The first step in determining the right generator size is to calculate the wattage that your refrigerator requires. The wattage of an appliance can be found on its label or in its manual, but if it’s not available, you can use the following formula to calculate it:

Wattage = Volts x Amps

In most cases, refrigerators run on 120V. Next, determine the number of amps the refrigerator requires by checking its label or manual, or by using a device called a clamp meter that measures the current flowing through the appliance’s cord.

Once you have the number of amps, multiply it by the voltage to determine the wattage required to run your refrigerator. For example, if your refrigerator requires 4 amps, the wattage would be 4 x 120 = 480 watts.

Generator Size

The next step is to choose a generator that can provide enough power to run your refrigerator. A general rule of thumb is to choose a generator with a maximum output of 25% more than the wattage required by your refrigerator.

In our example, the refrigerator requires 480 watts, so you would want to choose a generator with an output of at least 600 watts to ensure it runs efficiently.
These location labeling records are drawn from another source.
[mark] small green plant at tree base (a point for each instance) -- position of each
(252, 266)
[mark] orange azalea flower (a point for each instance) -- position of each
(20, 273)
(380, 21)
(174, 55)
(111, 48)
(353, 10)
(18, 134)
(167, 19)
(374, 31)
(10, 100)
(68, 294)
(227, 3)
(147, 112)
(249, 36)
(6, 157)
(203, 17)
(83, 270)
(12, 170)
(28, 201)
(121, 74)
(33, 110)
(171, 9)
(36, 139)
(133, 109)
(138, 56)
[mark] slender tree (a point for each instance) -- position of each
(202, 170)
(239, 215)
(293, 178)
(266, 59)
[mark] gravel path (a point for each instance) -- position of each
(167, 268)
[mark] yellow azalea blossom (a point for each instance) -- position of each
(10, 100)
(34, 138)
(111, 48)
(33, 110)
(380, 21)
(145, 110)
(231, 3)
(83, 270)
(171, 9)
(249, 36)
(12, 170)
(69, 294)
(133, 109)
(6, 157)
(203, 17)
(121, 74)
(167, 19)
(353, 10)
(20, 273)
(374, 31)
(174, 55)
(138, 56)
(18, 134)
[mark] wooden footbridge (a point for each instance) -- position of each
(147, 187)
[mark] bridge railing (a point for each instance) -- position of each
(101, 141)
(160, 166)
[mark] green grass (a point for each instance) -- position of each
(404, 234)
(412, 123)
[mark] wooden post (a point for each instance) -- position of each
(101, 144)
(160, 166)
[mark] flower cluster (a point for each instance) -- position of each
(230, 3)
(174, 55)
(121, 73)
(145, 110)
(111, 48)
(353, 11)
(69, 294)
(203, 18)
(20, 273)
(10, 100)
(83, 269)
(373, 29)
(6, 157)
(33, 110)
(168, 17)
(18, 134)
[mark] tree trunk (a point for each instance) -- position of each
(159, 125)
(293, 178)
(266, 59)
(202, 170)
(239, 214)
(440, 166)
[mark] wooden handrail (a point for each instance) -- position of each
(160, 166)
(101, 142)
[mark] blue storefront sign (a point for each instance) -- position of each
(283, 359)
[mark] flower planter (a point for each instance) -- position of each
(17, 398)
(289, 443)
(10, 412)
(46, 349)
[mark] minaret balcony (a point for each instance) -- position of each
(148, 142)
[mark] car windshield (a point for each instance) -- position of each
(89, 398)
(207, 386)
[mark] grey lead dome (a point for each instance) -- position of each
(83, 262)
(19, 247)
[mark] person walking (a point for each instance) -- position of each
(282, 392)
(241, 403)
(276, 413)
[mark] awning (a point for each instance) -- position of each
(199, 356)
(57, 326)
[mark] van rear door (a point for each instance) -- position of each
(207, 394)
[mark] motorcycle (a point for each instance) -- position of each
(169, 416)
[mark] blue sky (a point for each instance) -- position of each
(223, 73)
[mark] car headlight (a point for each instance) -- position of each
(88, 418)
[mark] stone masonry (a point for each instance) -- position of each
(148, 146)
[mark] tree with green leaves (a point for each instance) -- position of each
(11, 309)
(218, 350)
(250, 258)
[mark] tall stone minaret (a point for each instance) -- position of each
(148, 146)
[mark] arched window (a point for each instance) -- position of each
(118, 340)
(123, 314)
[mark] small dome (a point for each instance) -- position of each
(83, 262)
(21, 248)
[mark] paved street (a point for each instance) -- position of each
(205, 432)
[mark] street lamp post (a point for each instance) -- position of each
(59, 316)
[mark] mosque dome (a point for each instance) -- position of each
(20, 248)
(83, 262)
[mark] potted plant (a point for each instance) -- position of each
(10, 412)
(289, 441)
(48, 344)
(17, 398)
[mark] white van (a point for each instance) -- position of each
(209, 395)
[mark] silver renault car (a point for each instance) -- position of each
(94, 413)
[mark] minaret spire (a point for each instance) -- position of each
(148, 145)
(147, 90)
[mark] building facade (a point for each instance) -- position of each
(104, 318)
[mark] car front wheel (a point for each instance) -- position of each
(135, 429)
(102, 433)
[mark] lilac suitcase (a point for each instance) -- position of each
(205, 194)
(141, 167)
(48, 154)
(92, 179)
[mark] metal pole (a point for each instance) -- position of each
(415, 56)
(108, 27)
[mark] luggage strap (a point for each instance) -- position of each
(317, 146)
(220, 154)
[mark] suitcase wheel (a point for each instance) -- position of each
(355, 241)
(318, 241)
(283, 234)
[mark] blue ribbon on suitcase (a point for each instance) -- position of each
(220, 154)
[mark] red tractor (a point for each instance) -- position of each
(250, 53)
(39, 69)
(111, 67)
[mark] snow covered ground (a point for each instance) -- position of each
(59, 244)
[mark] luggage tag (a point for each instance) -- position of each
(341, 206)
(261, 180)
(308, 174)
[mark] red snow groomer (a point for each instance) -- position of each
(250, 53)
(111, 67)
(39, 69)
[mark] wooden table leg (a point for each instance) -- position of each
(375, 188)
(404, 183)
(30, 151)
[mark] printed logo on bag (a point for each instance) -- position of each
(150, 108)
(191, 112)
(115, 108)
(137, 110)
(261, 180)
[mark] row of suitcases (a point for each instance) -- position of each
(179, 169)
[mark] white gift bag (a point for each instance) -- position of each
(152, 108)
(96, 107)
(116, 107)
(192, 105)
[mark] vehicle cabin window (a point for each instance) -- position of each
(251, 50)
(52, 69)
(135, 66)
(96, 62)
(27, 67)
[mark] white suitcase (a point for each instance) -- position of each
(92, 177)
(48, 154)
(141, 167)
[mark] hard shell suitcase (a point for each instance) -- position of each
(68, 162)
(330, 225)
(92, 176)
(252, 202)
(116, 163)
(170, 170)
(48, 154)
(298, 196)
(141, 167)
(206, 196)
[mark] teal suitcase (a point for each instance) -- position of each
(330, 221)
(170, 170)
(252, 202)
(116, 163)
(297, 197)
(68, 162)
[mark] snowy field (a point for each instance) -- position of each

Keep in mind that some generators have a rated output and a surge output, which is the extra power the generator can provide for a short time when the appliance is first turned on.

Fuel Type

Another important factor to consider when choosing a generator is the fuel type. There are two main types of generators: gasoline and diesel. Gasoline generators are usually smaller and more portable, while diesel generators are larger and more fuel-efficient.

If you’re planning to use the generator for short-term power outages, a gasoline generator may be the best choice. If you’re planning to use it for long-term power outages, a diesel generator may be a better option.


“Determining the right generator size for your refrigerator is crucial. Consider the power output of the generator and compare it to the energy needs of your fridge. A generator with insufficient power output can damage your refrigerator and cause it to shut down.

Take advantage of the information provided in this article to make an informed decision. Share it with others who might find it useful and feel free to share your thoughts in the comments section below.”